In this study, we propose a Kernel-PCA model designed to capture structure-function relationships in a protein. This model also enables ranking of reaction coordinates according to their impact on protein properties. By leveraging machine learning techniques, including Kernel and principal component analysis (PCA), our model uncovers meaningful patterns in high-dimensional protein data obtained from molecular dynamics (MD) simulations. The effectiveness of our model in accurately identifying reaction coordinates has been demonstrated through its application to a G protein-coupled receptor. Furthermore, this model utilizes a network-based approach to uncover correlations in the dynamic behavior of residues associated with a specific protein property. These findings underscore the potential of our model as a powerful tool for protein structure-function analysis and visualization.

Paper Structure

This paper contains 12 sections, 2 equations, 5 figures, 1 table.

Figures (5)

  • Figure 1: Overview of Kernel-PCA model. Trajectories are initially prepared to provide atomic coordinates as input for a Kernel model (K($\lambda_1$, $\lambda_2$, $\lambda_3$)). It is followed by PCA to generate 2D representations for Kernel outputs. Finally, a defined Correlation ratio ($C_r$) selects the optimal representation. This representation identifies and ranks reaction coordinates based on their significance to the protein property while also uncovering correlations among them.

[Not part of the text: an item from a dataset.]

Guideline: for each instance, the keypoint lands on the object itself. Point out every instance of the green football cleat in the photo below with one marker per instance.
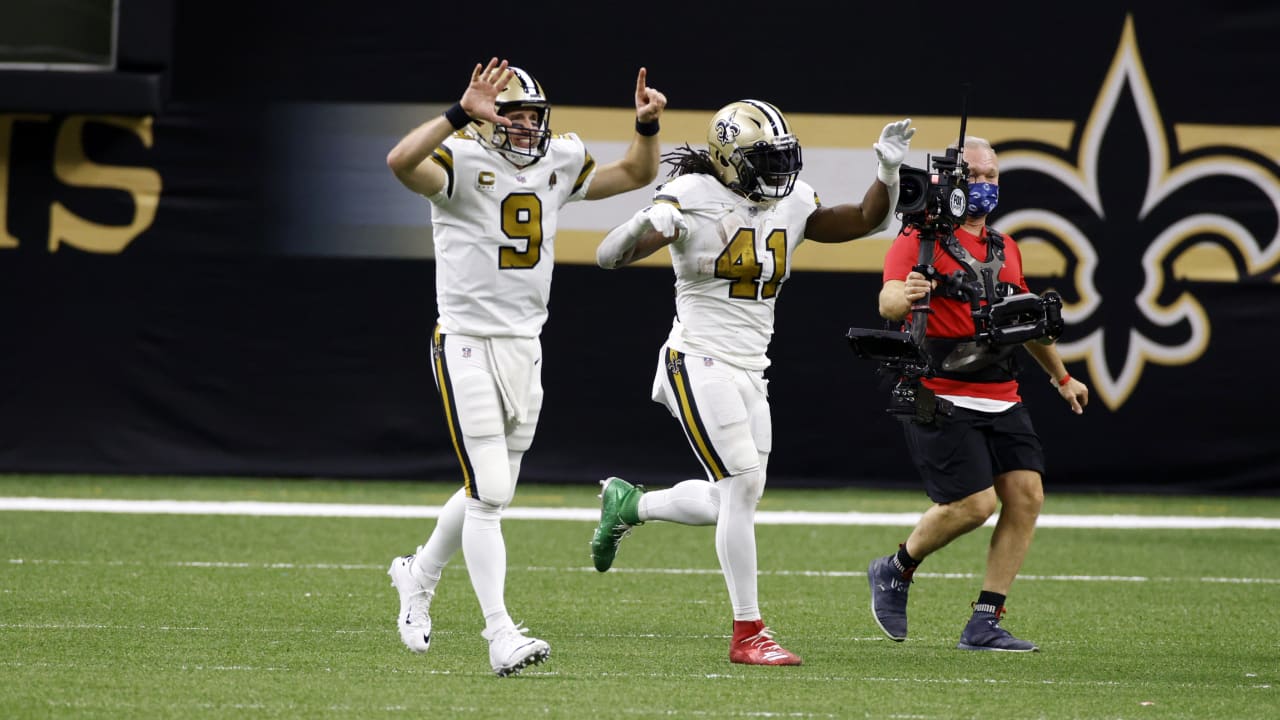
(618, 504)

  • Figure 2: Kernel-PCA representations of the NTL9 protein (a, b) and $\beta_2$ adrenergic receptor (c, d) corresponding to the lowest (a, c) and highest (b, d) $C_r$ values. For the NTL9 protein: (a) K(0, 1, 0) with $C_r$ = 0.05, (b) K(0.5,0.5,0) with $C_r$ = 0.15. For the $\beta_2$ adrenergic receptor c) K(0,1,0) with $C_r$ = 0.03, d) K(0.75,0,0.25) with $C_r$ = 0.13.

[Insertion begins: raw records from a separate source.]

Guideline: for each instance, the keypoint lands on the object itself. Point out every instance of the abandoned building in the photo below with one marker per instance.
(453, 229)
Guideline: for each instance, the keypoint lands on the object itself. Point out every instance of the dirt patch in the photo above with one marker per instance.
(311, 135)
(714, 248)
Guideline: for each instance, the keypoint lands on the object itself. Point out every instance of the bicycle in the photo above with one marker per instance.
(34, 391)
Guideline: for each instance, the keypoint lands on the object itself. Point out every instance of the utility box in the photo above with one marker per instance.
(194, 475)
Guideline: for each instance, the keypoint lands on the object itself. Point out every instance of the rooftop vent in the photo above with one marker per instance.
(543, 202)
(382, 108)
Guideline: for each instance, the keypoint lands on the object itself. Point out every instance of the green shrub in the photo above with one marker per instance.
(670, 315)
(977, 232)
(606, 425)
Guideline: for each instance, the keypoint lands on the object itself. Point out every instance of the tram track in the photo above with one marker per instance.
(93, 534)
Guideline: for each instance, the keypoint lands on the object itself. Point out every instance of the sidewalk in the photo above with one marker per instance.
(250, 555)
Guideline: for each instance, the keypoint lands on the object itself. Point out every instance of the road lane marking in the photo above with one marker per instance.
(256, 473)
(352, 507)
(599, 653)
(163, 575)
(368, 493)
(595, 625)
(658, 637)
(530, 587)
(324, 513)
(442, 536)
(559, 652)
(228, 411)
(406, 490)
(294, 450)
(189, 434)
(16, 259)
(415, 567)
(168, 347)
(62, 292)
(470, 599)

  • Figure 3: Identification of reaction coordinates in $\beta_2AR$ using Kernel-PCA model. a) The known reaction coordinates in $\beta_2AR$ are the intracellular parts of TM6 during the transition from inactive to active state b) H3-H6 distances mapped onto the representation. c) amino acid types located in where essential conformational changes occur during activation process. d) top ten PC1 reaction coordinates, indicating dynamics of residues with the highest contribution to activation states of the receptor. e) dynamic motion of ${A271}^{6.33}$ projected onto the PC representation.
  • Figure 4: RMSDs projected onto the optimal representation, illustrating the maximum Correlation ratio achieved using all atoms for (a) Protein B, (c) NTL9, (e) Trp-Cage, and (g) Chignolin. Panels (b), (d), (f), and (h) show their corresponding representations generated using only the $CB$ atoms.

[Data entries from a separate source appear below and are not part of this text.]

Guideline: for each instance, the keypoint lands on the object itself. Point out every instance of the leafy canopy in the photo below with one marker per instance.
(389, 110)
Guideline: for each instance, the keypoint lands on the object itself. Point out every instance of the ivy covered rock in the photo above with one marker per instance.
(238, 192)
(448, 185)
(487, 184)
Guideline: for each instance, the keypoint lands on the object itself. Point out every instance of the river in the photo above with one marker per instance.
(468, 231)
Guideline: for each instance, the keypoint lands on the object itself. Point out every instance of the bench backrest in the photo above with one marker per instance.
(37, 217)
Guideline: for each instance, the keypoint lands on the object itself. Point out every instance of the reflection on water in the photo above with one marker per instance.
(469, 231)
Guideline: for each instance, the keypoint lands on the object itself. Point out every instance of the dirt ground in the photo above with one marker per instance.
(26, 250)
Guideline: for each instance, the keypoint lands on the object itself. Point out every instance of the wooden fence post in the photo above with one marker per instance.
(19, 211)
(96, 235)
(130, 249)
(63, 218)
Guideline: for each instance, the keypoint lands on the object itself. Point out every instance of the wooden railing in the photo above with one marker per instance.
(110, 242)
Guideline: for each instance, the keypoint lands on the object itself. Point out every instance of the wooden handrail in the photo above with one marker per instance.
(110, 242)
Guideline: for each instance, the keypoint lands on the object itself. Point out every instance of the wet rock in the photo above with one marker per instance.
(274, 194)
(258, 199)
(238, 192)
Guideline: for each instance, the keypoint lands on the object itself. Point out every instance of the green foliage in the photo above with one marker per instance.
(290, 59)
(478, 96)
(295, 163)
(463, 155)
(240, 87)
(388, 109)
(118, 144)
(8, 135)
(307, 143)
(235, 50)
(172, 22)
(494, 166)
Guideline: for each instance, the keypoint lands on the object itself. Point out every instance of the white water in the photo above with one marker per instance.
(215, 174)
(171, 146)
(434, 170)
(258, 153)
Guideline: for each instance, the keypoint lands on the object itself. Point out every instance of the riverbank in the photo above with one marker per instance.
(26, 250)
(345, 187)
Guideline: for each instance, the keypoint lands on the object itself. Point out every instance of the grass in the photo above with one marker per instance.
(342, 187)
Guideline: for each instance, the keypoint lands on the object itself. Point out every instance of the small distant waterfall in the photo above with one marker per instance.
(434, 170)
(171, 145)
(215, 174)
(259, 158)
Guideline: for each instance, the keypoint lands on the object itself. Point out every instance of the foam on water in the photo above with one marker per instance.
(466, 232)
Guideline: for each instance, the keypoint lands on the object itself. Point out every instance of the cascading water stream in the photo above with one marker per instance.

  • Figure 5: Strong correlation between the top two residues associated with the protein property. a) relationship between ${A271}^{6.33}$ and ${L272}^{6.34}$ residues in the inactive (blue), intermediate (green), and active (red) states of $\beta_2AR$. b) interaction between L6 and K7 residues in the unfolded (blue), intermediate (green), and folded (red) states in NTL9 protein.